Hello, you've reached the personal website of Simon Worthington, sometimes called Wo! Net. You can contact me via e-mail.

Hesiod: storing user data in the DNS

As anyone who is remotely familiar with Unix knows, many little features of a Unix system’s structure betray it’s history as an OS designed for use with mainframes. They may know that the X Window System, for example, is split into a strict client-server model, which makes a lot of sense if you have a bunch of underpowered workstations connecting to a vast supercomputer. And they may also know of Unix’s traditional flat file user management, with a simple database of users and groups stored in human-readable plain text. For a mainframe, this is clearly a simple yet effective solution. It’s easy to understand and maintain.
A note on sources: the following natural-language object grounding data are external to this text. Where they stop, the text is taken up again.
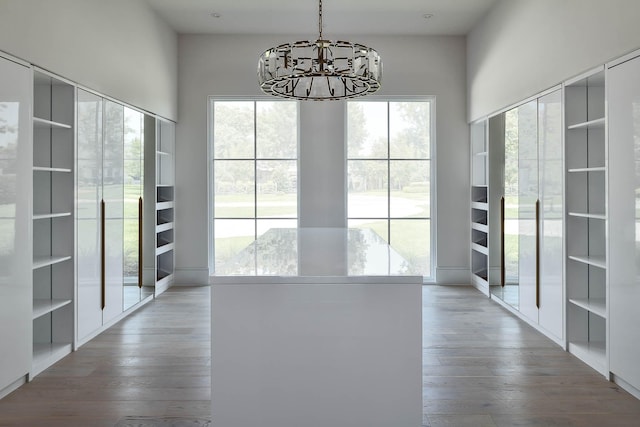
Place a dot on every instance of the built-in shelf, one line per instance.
(479, 248)
(588, 215)
(591, 124)
(164, 227)
(53, 288)
(164, 205)
(592, 169)
(44, 306)
(48, 124)
(480, 227)
(596, 261)
(596, 306)
(39, 262)
(164, 248)
(586, 155)
(49, 169)
(51, 215)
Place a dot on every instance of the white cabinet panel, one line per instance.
(527, 184)
(89, 194)
(100, 223)
(624, 200)
(15, 220)
(113, 196)
(551, 211)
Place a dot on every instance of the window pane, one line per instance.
(277, 130)
(265, 225)
(368, 189)
(232, 236)
(411, 239)
(234, 187)
(233, 130)
(409, 130)
(378, 226)
(277, 188)
(410, 188)
(367, 130)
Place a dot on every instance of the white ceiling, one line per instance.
(373, 17)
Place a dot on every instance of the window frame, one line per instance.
(432, 159)
(211, 100)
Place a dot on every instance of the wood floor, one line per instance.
(482, 367)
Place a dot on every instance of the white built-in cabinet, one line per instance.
(110, 188)
(586, 219)
(53, 219)
(479, 207)
(165, 204)
(524, 174)
(623, 101)
(73, 244)
(15, 224)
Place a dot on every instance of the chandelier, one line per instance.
(319, 70)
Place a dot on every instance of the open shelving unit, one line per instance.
(53, 220)
(165, 197)
(479, 208)
(586, 219)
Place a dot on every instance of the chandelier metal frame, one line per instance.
(320, 70)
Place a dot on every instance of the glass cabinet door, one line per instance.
(88, 216)
(528, 208)
(133, 191)
(113, 196)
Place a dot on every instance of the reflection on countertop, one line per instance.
(317, 251)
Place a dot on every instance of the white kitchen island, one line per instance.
(317, 327)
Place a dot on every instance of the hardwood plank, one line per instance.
(481, 366)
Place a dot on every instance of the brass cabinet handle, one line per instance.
(103, 246)
(502, 266)
(140, 242)
(538, 253)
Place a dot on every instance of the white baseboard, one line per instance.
(453, 276)
(191, 276)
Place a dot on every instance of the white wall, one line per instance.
(117, 47)
(525, 46)
(226, 66)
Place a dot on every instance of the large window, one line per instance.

These historical considerations don’t make much sense, however, when you apply Unix to a networked desktop environment, where each user uses the processing power and memory of the machine sitting in front of them, and only connects to a central server for shared files or network resources like printers. Suddenly a client-server model for a windowing system seems like overkill. For individuals or small groups of machines, the flat file user management continues to work quite effectively. Problems arise, however, when you want centralised user management on a Unix environment – suddenly flat files rsyncd around is not a very appetising (or elegant) prospect.

Enter LDAP, the traditional solution to this issue. LDAP, which stands for Lightweight Directory Aceess Protocol, was conceived as a generic centralised object store which could serve user and group data over the network. Over time, LDAP has become an extremely complex beast: about as opaque as data storage gets, difficult to manage and maintain, and also not particularly reliable from either a software or system perspective.

In my time working for database start-up GenieDB, we had a lot of problems with LDAP. So, we decided to investigate other user management systems and after looking around at the different options, we decided to opt for a little known of system called Hesiod. To put it simply, Hesiod is DNS-based directory store that allows very simple, robust, and decentralised access to user data and more at the expense of some security. It’s not a good fit for all applications but if you trust all the users on your network or operate a secure LAN or air-gap system then it might make your life a bit simpler!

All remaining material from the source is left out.